Blue: These are the low risk sentences. Which need to be verified, but if needed these risk types can also be verified.
So to build this dataset, we will need to label each contract statement with it’s risk and we will follow our earlier methodology to annotate the data, using machine learning and quality assurance systems.
- Associated Playbook rule recognizer
To build this dataset we have to formulate the whole playbook, and build a mapping which tells us the complete rule according to the formulated label. So what we will do is you will use the same dataset, but this time instead of clause or risk-level we will annotate the associated playbook rule number. So a clause statement can have multiple rules associated with it so we will annotate with whatever rule it follows.
To build the above datasets, we will use a similar set of sentences but with multiple features. And we make sure to annotate such a dataset faster. Our annotation platform allows us to label such complex hierarchical datasets with ease and the data processing platform allows us to build the required dataset out of that.
- Data Pre-Processing
As it involves scraped data and fetched data from unstructured data formats like docx and pdfs, it’s really essential to clean the data properly. We used several text data cleansing methods to get the data cleaned.
- Model Development
- Language Model with Legal Data
We will use transfer learning to build a language model on legal contracts. Basically what we will do is we will take a pre-trained model, which we will finetune on our legal corpus and create a trained language model on top of the legal data which we can use in our further models to achieve best results. This behaves like a machine which has knowledge of legal terms, contracts and clauses, which will further train on specific tasks to perform better.
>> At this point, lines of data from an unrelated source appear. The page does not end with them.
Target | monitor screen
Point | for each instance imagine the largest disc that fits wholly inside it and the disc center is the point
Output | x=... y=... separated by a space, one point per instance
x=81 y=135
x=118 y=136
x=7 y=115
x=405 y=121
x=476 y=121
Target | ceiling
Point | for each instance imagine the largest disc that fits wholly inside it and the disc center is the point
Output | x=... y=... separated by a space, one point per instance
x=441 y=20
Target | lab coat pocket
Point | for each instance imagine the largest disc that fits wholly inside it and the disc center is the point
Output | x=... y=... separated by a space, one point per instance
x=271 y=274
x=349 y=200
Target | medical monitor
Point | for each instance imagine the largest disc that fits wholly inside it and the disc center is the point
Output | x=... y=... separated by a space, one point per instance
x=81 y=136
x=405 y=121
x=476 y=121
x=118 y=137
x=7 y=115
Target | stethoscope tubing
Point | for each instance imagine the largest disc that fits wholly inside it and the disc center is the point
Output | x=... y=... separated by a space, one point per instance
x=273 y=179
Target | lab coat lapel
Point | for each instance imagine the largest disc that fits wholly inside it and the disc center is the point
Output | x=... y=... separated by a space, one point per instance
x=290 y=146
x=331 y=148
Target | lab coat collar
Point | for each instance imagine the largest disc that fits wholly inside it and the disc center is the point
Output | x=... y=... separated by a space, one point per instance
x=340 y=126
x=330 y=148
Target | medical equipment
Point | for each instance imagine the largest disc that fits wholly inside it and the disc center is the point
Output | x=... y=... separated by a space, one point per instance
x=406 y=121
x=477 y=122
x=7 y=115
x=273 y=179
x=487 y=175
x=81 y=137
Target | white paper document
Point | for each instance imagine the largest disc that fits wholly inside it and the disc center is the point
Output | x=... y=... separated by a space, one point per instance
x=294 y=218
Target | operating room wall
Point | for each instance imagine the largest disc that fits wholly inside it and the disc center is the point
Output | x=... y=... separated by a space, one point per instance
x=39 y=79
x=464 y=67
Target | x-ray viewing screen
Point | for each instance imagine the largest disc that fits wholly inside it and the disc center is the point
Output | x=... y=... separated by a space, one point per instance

- Clause Classification Model
In this stage of model we will train a multi-class classification model which will help us to identify the clause from the playbook for a particular contract statement. To build this model we will use our earlier pre-trained model, using our annotated clause classification dataset we will train this model using deep learning.
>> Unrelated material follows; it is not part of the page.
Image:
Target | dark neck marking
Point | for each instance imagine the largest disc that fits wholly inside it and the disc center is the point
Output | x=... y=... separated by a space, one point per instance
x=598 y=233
- Risk Level Identification Model
In this stage of model building, we will build a model where it is able to identify the risk level associated with the clause statement. So again we will train this model using our pre-trained language model. Once it is trained this will help us to identify which risk level it is in terms of Red Risk, Yellow Risk and Blue Risk.
- Playbook Rule Recognizer Model
The final model we will use to recognize what are the playbooks associated with a particular clause and risk. So we will again train on our language model with the dataset we prepared in the data annotation step to recognize the rules associated with a statement. This model will help us to tell what are rules prescribed in the playbook for a particular selected clause.
- Inference and Deployment
Once we have all the models trained, we will deploy them to build the end-to-end solution. So the final deployment model will work as follows:
- Upload your contract in the prescribed format/
- Once the contract is uploaded, the system will parse the document and fetch the sentences.
- Once we have the fetched sentences, it will pass through the Clause classification model which will label each fetched sentence with it’s clause label.
- Once we know the clause label for each of the sentences, it will pass through the second model which identifies the risk level.
- Simultaneously it will pass through the playbook rule fetched model to fetch the rules associated with each of the clauses, but it takes the clause label into account to find the relevant rules associated with it.
Once all the models are processed, it will return the highlighted risks with it’s colour code and we can see what playbook rule it violated based on the risk it poses.